Tantôt je pense et tantôt je suis -   
Manchmal denke ich und manchmal bin ich
Paul Valéry


SEIN und DASEIN

Vorbemerkung

Philosophie, Religion und Kunst stellen in ihren Gestaltungen eine Beziehung von Sein und Dasein dar. Zum Begriff des Seins, das prinzipiell unaussprechbar ist, um welches das Denken aber immer wieder kreist, gehören Synonyme wie Wesen, Essenz; reines  Denken, Bewußtsein, Geist, Nous, Logos, Vernunft; Idee, summum bonum (höchstes Gut), Utopie. Solche Abstrakta können durch die Begriffe Schönheit, Gutheit, Wahrheit ergänzt werden. Dem Denken des Seins wohnt eine zwingende Folge inne. Reines Sein wäre statisch und käme zu keinem Seienden oder Dasein. Daher muß das Sein, sofern es denn gedacht werden kann, zum Seienden streben. Würde es das nicht tun, so bliebe das Sein ohne das Seiende, d.h. das Sein wäre ein Nichts.
                                                                                                                   
Wenn man das Sein oder Gott als in-sich-ruhend betrachtet, so können sie sich nicht zum Seienden oder Dasein entäußern. Von der Wirklichkeit her gesehen, haftet ihnen mithin Dynamis an, welche die Welt des Seienden und der Geistesformen schafft.

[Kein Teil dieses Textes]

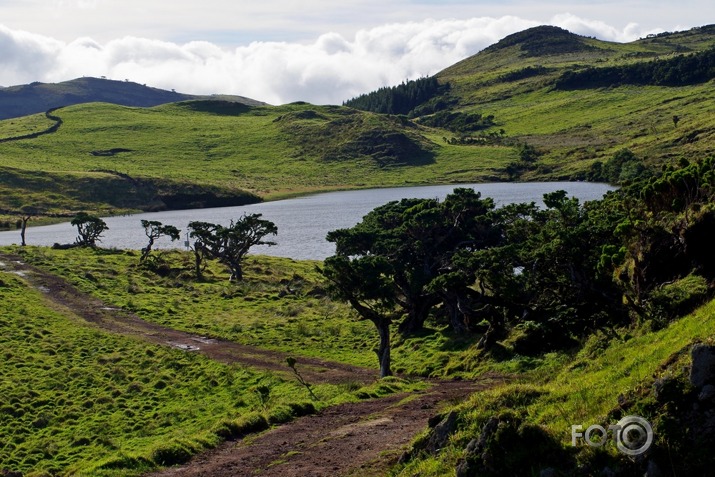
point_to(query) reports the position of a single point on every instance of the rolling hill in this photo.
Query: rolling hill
(538, 105)
(23, 100)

Was schafft oder sich schafft, hat Dynamis, die als Geist (Hegel), Liebe (Empedokles) oder Libido (Freud) wirkt. Das ins Leben gerufene Dasein ist durch den Brutpflegetrieb, Empathie, Mitleid, Analogie, Postulate, Imperative, Nützlichkeitserwägungen und Rechtssysteme geschützt. Alle diese aufgeführten Begriffe haben ihre Gültigkeit in ihnen zugeordneten Gebieten (Bloch, Gebietskategorien). Wir bereiten uns auf Richtungsakte erkennender Art vor, die uns beim Verwirklichen vorangehen und uns leiten. Verbunden sind sie nach Ernst Bloch mit einer begriffenen Hoffnung, der docta spes, die uns motiviert. Die Frage der Motivation ethischer Handlungen stellt einen eigenen Themenkreis dar.

weitere Inhalte:
 die vorsokratischen Philosophen / die klassische Periode /  Paulus u. Augustinus / Ethische Motivation / der Brutpflegetrieb / das Mitgefühl /  das Mitleid  / die Analogie / das Postulat / der Imperativ

1. VON DEN GRÜNDEN

a) Die vorsokratischen Philosophen
 
Wasser, Quelle des Lebens
In der Geschichte der Menschen, der Gesellschaften und Völker enhüllt sich fortwährend der Ideen- und Motivstoff geistiger Anliegen. Seine zentrale Frage ist die nach dem Urgrund (griech. Arche), dem die Vielheit der Dinge ihr Entstehen verdankt. Die ionischen Naturphilosophen waren die ersten, die von dem Gedanken nach diesem Urgrund oder dem Einen getragen sind. Zu ihnen gehören Thales von Milet, Anaximander und Anaximenes. Thales (624–546 v.Chr.) lehrt, daß alles aus dem Wasser hervorgegangen ist, welches er als selbstbewegt und selbstbelebt betrachtet.
Sein Schüler Anaximander (611 – 546 v.Chr.) hält das Apeiron, den ungeformten Weltstoff, der von keiner Erfahrung des Menschen begleitet ist, für den Urgrund. In gegensätzlicher Bewegung erzeugt er und fordert zurück, wie es in dem einzigen überlieferten Fragment 

heißt: „Woraus aber die Dinge ihre Entstehung haben, darin finde auch ihr Untergang statt, gemäß der Schuldigkeit. Denn sie leisteten Sühne für ihre Ungerechtigkeit, gemäß der Verordnung der Zeit.“ 
Für Anaximenes (585 – 525 v.Chr.), Enkelschüler von Thales, ist das Eine die Luft, da die Seele luftartig sein müsse. Wie der Atem den Menschen erfüllt und beseelt, so ist die Luft das belebende Prinzip der Welt. Durch Verdünnung entsteht Feuer und durch Verdichtung ergeben sich Wind, Wolken, Wasser, Erde und Steine.
Bei Heraklit (544 – 483 v.Chr.) findet die Denkbewegung vom Seienden zum Sein, vom Konkreten zum Grund, der nun nicht mehr das Materielle ist, ihre Fortsetzung. Die Betrachtung der Natur, der Blick zu den Sternen, Bergen, auf Flüsse und das ruhelose Meer offenbaren einen anderen Grund, den der ewigen Wahrheiten: Panta rhei – alles fließt; der Streit ist der Vater von allem. In der Flucht der Dinge sucht er nach dem Einen, das sich ihm als „Logos“ oder Weltvernunft erschließt. Im Gegensätzlichen die Harmonie zu erkennen, erfordert Tiefsinn und führt über die tragische Erfahrung zur Heiterkeit der Seele.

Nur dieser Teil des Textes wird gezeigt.